Entre le 1er avril et le 30 septembre, près de 20 000 litres de glaces sortent de l'atelier de Philippe Faur, soit plus de 70 % de sa production annuelle. Direction les grandes surfaces de la région Midi-Pyrénées, une nuée de restaurants partout en France et ses quatre boutiques situées dans le Sud-Ouest. Dans ses cuves, entreposées dans un espace de 500 m² attenant aux bureaux de son entreprise, jamais plus de trois semaines de stock. Et pour savoir lesquels de ses 130 parfums vont se vendre le plus, le quadragénaire se fie aux ventes de l'année précédente. « Ces chiffres constituent un support pertinent pour la rédaction de notre plan de fabrication établi le vendredi pour la semaine suivante », précise-t-il. Apprécier au plus juste les quantités à produire et les stocks à constituer, voilà l'une des contraintes majeures pour un dirigeant dont l'activité est saisonnière. Des pronostics erronés et c'est la rupture de stock ou le sur stock. Avec l'impossibilité de se rattraper sur une autre période de l'année.

Aussi mieux vaut ne pas s'arrêter aux seules estimations basées sur les statistiques des années précédentes.

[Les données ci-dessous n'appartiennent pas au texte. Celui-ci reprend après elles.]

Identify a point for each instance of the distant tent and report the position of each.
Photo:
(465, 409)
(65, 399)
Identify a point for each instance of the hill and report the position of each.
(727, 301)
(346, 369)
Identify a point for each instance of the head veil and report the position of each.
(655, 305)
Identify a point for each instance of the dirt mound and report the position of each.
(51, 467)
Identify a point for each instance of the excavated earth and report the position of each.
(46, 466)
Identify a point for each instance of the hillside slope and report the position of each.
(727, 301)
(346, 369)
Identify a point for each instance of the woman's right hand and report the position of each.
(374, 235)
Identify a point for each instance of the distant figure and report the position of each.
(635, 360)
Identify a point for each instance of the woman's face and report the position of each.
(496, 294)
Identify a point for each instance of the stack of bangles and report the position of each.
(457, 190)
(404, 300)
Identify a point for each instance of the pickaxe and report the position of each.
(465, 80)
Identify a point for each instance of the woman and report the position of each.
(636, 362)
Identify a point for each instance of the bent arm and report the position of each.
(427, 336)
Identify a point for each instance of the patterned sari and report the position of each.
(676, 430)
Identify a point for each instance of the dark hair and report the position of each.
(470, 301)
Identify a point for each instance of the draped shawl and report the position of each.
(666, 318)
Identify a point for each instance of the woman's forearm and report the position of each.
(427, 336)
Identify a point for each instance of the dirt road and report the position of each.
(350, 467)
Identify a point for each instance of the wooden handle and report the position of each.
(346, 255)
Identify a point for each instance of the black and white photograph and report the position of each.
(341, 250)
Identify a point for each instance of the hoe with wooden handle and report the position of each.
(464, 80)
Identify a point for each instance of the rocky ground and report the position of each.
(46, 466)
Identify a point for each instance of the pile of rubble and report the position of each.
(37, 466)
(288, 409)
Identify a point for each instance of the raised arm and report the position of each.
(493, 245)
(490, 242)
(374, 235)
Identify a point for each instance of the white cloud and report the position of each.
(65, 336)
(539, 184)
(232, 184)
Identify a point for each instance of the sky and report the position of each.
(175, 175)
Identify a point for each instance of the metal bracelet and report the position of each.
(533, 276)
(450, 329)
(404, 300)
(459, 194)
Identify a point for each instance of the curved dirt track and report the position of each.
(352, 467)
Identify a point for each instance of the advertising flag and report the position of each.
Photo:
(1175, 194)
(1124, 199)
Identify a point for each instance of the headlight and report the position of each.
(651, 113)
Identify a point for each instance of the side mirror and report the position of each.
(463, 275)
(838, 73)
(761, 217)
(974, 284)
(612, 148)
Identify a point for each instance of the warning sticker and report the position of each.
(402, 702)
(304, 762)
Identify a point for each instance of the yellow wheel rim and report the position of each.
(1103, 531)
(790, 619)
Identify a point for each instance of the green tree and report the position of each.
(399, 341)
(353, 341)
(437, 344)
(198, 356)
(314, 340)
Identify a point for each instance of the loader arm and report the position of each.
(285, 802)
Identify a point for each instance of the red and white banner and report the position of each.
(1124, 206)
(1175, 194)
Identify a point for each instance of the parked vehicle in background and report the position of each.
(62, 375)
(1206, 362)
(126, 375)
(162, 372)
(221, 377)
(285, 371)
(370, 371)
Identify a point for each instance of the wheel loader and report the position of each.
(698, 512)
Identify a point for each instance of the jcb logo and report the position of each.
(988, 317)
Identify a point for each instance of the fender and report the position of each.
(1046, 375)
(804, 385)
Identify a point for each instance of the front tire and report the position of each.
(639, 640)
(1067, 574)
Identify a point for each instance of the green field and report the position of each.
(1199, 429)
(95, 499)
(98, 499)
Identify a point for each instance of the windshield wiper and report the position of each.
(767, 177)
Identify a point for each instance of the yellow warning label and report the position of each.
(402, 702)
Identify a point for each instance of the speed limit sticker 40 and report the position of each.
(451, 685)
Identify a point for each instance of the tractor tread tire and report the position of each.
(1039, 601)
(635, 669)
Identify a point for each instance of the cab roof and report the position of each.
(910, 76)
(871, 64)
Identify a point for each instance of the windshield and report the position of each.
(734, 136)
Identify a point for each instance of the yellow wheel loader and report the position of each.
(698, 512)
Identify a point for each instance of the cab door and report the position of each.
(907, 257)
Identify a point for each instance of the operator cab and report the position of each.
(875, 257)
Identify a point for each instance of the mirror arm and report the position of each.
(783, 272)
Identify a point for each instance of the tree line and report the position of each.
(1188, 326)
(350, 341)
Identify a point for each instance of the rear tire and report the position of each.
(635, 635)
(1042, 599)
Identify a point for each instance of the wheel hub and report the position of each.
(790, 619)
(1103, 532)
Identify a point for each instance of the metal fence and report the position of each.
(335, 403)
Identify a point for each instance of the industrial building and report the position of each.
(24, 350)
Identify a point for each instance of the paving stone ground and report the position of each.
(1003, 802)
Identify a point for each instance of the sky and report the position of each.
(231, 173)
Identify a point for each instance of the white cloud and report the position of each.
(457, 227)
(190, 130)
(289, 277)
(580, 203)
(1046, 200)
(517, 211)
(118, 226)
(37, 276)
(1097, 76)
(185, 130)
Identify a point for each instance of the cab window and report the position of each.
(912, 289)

Jacques Arlotto, professeur de stratégie au sein de l'école de management nantaise Audencia, conseille de « mener un travail de veille qui permettra d'ajuster les chiffres ». Tendances du marché, évolution des modes d'achat ou nouveaux profils d'acheteur sont autant de paramètres amenés à peser sur votre business à court ou à moyen terme.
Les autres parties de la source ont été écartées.